In a move that pushes back against judicial overreach, the Supreme Court has struck down a controversial one-year waiting period imposed by the Patna High Court on a bail application. The apex court made it clear—delaying access to justice isn’t justice at all.

The case revolved around a petitioner denied bail by the Patna High Court last year. The High Court, while rejecting the plea, had added a curious rider: the accused could try again—but only after twelve months had passed from the date charges were framed.

Not impressed, the Supreme Court stepped in.

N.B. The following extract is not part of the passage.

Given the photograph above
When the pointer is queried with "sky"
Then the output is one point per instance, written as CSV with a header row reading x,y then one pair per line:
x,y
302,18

A bench comprising Justices Pankaj Mithal and S.V.N. Bhatti dismantled that stipulation, calling it a “moratorium” the High Court had no business imposing. They didn’t mince words—saying such a condition had no place in bail jurisprudence.

Here’s how the bench put it:

The High Court declined bail but granted liberty to reapply—after a one-year freeze. That timeline, the Court found, was both unnecessary and legally unsound. Since charges have already been framed in the case, the petitioner now has full liberty to approach the High Court again for bail—immediately, not in a year.

The Supreme Court tweaked the original High Court order, especially the paragraph that had tried to lock the door shut for twelve months. With this correction, the door is now open.

The Special Leave Petition was accordingly disposed of—but the message is clear. Courts cannot hold fundamental rights hostage to arbitrary timelines.